The 5th track of the album is a very vibrant and life-like song that sounds like it should belong in a Disney movie. The strings, piano, drums, and bass is very well incorporated and creates very nice melodies in between vocals. The refreshing sound of Zoe Gilby only contributes to that. The way lyrics were presented, saying phrases in a very long time and then, with a perfect cadence, ending the musical sentence is the main reason for that effect. The only improvement would be that sometimes the transitions cause that effect to end suddenly, only to start again. That creates a sense of complexity within the song and takes away the pleasant emotions it causes on the listener. However, that problem is only subtle and lasts for a short time. It doesn't mean that this highly sophisticated and pleasant song is a bad one. It would be a go-to song if you already feel vibrant and happy, or if you "want to" feel vibrant and happy. The song has a magical effect on any types of emotions that you may need in a certain situation.
6. The Tunnel:
The Tunnel is a nice, calm soul-jazz song harmonized with Zoe Gilby’s exquisite voice. The track starts with easy-going chords and a catchy melody. Shortly after Zoe’s impressive blends in the sound with a distinctive, unique melisma while some nice non-conventional chord progressions accompanying it. This interesting, catchy phrasing of Zoe’s voice and melody is the anchor and is widely spread throughout the song. One other exciting phrasing is the chorus part where diversified non-conventional chord progressions and well-written licks are combined with a chorus of Zoe’s different voices. While the jazz elements are mainly emphasized in plain melisma sections of Zoe’s singing, the tranquility, and serenity of the song come from the nice groove captured by Andy. While the transition between phrasings was more distinct and clear at the beginning of the track, the sound of the song evolves in which these sections blend in with each other and create a great whole approaching the end of the song. 7. Postcards:
"Postcards" start with a uniquely layered groove. The drums remind some tropical beats and the bass sounds mean. The vocal lines are delivered with great usage of staccato. The melody has a very strong flow that is joined by harmony parts as the song progresses. The disco-ish chorus is punchy. You can't help but bang your head and feast on the tempo. The chords are chosen wisely and the arrangement helps to bring out the best possible sound. Although being the shortest track in the album Postcards is one of the strongest thanks to its excellent writing. The sax solo, which starts around the 2 minute mark with a bass drop, is very well suiting and helps the musicians tell the story.
8. Smoke & Mirrors:
The last, and also the longest, track in the album, Smoke&Mirrors starts with a nice Andy’s nice bass introduction accompanied by a piano.
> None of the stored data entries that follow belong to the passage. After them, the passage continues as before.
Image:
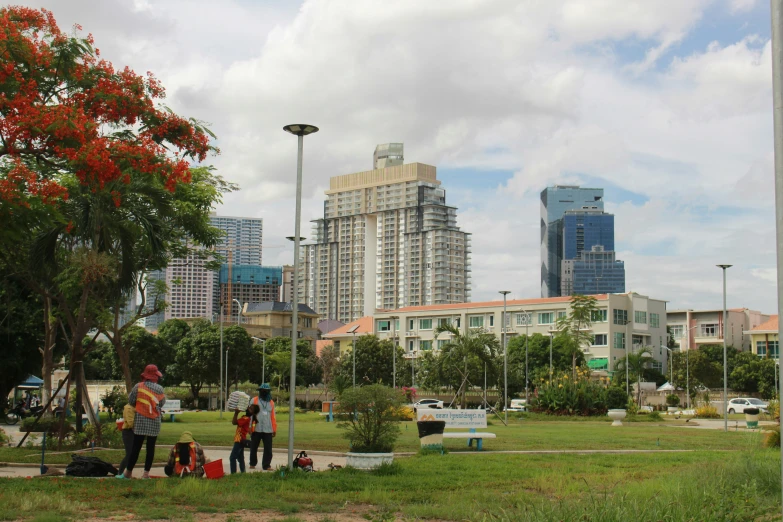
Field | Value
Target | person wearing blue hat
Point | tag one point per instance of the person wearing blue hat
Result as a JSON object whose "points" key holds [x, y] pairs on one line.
{"points": [[265, 428]]}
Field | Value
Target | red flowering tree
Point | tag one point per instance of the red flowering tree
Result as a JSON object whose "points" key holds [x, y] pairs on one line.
{"points": [[91, 165]]}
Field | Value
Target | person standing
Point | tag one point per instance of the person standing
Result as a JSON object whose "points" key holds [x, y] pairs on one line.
{"points": [[240, 437], [266, 428], [148, 398]]}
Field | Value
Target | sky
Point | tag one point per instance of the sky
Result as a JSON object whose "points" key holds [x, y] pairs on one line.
{"points": [[665, 104]]}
This short section is interesting in a way that includes different and unorthodox styles. One of them is the polychordal approach to song composition which enhances the intro in a way that makes the intro nice and catchy. Zoe’s singing joins in this melody shortly after. Zoe’s singing is different in a way that it complies with the complex rhythmic structure more than the melody itself. After Zoe’s singing, a complete improvisation section starts. Andy has managed to create a great atmosphere of randomness and also harmony with his experiments on piano. Zoe again joins the intense section with her demanding, emphasized voice, again focused on rhythmic structures more than the melody itself. The sound continues to develop with interesting additions of melisma and melodic sections. Smoke & Mirrors finish leaving the listener satisfied, filled, and ready for Zoe’s demanding words: “Let me guide you.”